Concernant le sauvetage d’Air Europa, Aldama a indiqué qu’il « ne comprend toujours pas » qu’Air Europa n’ait pas obtenu de prêt « dès la première minute » étant une entreprise stratégique, « quand cela a été fait avec Plus Ultra ». C’est ainsi qu’il a expliqué la pression qu’il a exercée sur Ábalos et Koldo pour obtenir le sauvetage et également pour obtenir le communiqué de presse destiné à rassurer les investisseurs de Globalia. En réalité, ils voulaient une déclaration officielle, mais le secrétaire d’État aux Transports, Pedro Saura, a refusé.

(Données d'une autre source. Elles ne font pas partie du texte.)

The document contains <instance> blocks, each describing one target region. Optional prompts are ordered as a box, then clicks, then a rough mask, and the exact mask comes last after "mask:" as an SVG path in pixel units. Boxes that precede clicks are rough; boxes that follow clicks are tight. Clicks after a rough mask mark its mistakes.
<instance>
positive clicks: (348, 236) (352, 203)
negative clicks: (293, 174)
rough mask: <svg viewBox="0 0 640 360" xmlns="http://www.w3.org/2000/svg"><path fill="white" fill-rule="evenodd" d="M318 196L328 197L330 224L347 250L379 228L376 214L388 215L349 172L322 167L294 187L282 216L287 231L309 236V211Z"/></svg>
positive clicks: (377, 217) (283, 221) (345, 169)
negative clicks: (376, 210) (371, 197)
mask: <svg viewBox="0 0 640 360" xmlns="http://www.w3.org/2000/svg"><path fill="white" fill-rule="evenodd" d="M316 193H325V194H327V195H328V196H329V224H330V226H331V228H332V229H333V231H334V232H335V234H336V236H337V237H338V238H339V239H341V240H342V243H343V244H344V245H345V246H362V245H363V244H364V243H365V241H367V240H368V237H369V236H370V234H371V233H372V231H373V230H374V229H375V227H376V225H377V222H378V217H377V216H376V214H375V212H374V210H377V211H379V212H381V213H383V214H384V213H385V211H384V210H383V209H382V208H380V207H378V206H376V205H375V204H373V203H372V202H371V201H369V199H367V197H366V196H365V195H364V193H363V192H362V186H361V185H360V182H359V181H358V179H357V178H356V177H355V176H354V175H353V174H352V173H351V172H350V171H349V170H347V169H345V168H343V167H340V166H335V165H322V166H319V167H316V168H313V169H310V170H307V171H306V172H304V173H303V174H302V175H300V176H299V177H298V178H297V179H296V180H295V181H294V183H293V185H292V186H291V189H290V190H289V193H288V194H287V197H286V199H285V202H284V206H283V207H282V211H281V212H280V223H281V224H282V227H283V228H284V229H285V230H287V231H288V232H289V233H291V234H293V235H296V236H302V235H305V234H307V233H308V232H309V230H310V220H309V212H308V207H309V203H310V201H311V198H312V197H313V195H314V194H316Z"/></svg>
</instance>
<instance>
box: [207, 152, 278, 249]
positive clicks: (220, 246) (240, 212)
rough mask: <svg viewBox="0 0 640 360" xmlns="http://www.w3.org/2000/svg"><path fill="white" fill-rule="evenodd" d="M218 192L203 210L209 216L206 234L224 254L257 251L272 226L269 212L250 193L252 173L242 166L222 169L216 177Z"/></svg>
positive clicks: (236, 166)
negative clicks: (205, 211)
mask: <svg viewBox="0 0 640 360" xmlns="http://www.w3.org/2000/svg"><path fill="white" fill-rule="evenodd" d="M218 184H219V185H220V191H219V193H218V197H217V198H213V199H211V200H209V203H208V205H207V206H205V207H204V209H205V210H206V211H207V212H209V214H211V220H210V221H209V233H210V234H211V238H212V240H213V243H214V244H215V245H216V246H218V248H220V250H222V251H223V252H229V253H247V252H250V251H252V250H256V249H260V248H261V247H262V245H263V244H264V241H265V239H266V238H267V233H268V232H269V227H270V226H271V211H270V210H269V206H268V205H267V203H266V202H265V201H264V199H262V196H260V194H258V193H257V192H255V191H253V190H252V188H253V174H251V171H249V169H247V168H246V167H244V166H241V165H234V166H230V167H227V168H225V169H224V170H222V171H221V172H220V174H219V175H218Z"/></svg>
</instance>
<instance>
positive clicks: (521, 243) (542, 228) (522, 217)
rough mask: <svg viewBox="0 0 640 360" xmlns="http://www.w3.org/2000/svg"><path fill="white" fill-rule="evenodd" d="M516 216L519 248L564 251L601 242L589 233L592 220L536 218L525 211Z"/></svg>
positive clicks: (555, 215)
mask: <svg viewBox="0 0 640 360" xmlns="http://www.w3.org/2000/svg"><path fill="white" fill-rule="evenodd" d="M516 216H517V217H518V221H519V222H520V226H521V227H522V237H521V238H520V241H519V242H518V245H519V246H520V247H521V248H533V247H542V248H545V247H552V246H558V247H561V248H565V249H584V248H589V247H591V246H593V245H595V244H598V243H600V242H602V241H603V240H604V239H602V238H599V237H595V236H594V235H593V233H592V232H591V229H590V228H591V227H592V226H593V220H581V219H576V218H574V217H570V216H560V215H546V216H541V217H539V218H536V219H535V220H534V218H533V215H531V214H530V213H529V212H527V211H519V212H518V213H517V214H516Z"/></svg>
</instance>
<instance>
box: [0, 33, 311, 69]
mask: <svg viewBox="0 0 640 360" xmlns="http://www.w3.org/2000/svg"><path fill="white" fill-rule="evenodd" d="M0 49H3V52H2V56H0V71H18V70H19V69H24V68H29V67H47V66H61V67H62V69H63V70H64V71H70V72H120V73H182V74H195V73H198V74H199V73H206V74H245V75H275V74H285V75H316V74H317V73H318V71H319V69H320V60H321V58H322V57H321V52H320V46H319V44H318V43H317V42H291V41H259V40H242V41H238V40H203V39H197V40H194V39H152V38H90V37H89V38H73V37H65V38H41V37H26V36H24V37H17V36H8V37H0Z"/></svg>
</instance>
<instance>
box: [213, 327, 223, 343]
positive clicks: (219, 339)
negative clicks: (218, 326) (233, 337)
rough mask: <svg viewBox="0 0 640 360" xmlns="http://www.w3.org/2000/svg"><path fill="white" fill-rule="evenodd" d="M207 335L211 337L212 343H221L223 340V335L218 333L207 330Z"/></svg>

Interrogé par le procureur sur l’intervention du ministre Ábalos dans la préparation de cette note, Aldama a répondu qu’il ne comprenait pas pourquoi il s’était tenu à l’écart et avait laissé l’entière décision sur cette affaire à Pedro Saura. Pour le commissionnaire, la note était insuffisante car elle n’a fuité que vers les médias économiques et non vers les médias nationaux.
D’autre part, il a nié que Javier Hidalgo ait versé de l’argent à Koldo et Ábalos (un demi-million d’euros dans un sac de sport, comme l’a déclaré au tribunal un ancien associé du commissionnaire) pour « les rendre heureux » ou pour l’entreprise parce que l’ancien PDG de Globalia n’était pas du genre à payer des commissions et, de plus, il ne l’a jamais proposé, c’est pourquoi il a déconnecté la publication du communiqué de presse du paiement par Hidalgo des vacances d’Ábalos à Villa Parra à Marbella. Il a indiqué qu’il avait payé ce séjour comme cadeau au ministre pour la gestion de cette affaire.
À la fin de l’interrogatoire par le procureur Luzón, Aldama a fait référence à la demande qu’il a faite à Carlos Moreno, chef de cabinet du ministre des Finances, María Jesús Montero, pour une dette de ses entreprises de l’État pilote. Aldama a indiqué qu’il l’avait fait parce qu’il avait déjà « une relation » d’avant. Il affirme en effet avoir « s’est entretenu à trois reprises » avec le chef du fisc pour discuter de cette question par l’intermédiaire de Moreno, à qui il prétend avoir donné 25 000 euros en espèces.